服の中で彼は手の指を広げて、掌全体を私の胸にひたりとつける。
息が止まった。
そのまま、彼の大きな掌ゆったりと大きな円を描きながら脇を通り、乳腺を刺激する。
官能のスイッチが入っている私は、当然のようにくすぐったさを通り越していた。
手の指が、掌が、空気を含んだような脱力をしていて、胸を何周しても彼の皮膚の擦れる場所が毎回違う。
身体をくねらせ、踊るように抵抗する。
彼はその指の感触を楽しむ為に、呼吸を止めずにあえてゆっくりと触った。
こともあろうか私は脇をさらけ出してお願いするようにして、いつもなら固いワイヤーで守られているそれを味わい尽くされてしまっている。
恥ずかしい。
恥ずかしくて、気持ちいい。
彼の指先が蛇のように胸の膨らみを這わせる。
掌と指の腹、そして手首や前腕までも使って、お腹から胸にかけて、吸い付く様に円運動を繰り返した。

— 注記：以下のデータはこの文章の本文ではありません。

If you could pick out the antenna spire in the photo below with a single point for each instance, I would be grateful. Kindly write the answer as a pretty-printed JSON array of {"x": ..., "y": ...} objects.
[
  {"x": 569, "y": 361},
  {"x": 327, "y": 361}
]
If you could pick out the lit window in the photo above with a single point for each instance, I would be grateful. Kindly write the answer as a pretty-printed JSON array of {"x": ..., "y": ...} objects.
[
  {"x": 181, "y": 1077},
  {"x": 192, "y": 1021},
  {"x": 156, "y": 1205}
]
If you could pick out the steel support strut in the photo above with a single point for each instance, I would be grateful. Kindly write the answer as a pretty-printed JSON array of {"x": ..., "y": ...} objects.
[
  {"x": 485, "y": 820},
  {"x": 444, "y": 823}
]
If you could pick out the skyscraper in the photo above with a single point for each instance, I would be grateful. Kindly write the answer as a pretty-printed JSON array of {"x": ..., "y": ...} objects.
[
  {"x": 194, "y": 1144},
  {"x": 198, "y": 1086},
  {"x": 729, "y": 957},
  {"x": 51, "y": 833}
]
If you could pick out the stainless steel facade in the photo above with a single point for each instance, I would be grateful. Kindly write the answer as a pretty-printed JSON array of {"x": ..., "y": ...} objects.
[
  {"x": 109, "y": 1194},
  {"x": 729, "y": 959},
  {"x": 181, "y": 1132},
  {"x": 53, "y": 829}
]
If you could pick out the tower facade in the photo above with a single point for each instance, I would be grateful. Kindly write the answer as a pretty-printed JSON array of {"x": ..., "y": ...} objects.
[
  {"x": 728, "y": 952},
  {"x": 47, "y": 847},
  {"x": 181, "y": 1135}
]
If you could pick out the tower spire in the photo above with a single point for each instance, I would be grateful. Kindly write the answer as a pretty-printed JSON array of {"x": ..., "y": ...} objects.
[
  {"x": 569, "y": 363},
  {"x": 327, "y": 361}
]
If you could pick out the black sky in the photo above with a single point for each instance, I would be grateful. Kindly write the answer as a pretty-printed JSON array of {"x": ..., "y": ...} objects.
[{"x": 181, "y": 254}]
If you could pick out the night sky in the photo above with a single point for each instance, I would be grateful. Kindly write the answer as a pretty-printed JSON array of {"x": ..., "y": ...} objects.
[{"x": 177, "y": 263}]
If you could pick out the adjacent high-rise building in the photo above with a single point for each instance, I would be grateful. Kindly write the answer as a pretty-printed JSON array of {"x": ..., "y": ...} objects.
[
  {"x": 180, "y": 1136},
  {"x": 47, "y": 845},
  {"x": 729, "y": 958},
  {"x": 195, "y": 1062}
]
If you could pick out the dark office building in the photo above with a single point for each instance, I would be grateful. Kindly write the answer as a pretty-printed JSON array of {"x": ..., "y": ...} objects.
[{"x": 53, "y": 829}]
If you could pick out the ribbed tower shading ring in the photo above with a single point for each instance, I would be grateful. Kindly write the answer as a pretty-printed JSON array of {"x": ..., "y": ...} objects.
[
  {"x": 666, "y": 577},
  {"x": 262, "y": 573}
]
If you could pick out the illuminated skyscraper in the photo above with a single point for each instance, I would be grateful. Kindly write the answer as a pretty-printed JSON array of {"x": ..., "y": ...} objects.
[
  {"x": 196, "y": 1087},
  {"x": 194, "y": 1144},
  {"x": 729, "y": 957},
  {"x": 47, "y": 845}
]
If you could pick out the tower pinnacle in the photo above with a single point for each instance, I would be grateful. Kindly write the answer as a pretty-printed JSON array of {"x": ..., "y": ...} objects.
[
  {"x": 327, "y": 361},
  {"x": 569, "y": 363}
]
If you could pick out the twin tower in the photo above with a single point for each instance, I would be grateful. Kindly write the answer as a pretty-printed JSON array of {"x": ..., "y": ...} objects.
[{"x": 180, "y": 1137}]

お腹に触れる彼の体温にふと安心して、呼吸を取り戻すと、その気のゆるみと共に声が止まることなく溢れ出る。
それは部屋に淫らに響いた。
私の突起にひとつの指が触れる。
芯が燃え、中で火花が散るように体が弾ける。
時々、胸全体を引っかくように爪を立てたり、胸と脇のラインを指でくすぐるようになぞったりもした。
その度に、内ももに力が入り、背骨にびりびりと電気が走る。
私は腰をのけぞらせたり、引っ込めたりしながら快感を逃そうと必死だ。
慌ただしく反応する私など意に介さないように、彼はゆったりとした自分のペースを決して崩すことなく私の身体を楽しんだ。
決して乱れないリズムは固い意志を伝える。
乱れているのは、私だけだ。
彼の揺らがないその意志に、私は踊らされている。
今度は物理刺激ではなく、その意志に反応して脳がほんの少し収縮する。
理性と不安が、官能の海に少しずつ溶けてゆく。
彼は本能にとって邪魔なものを1枚ずつ剥がし取り、私は強制的に快楽に集中させられ、渦に飲み込まれていった。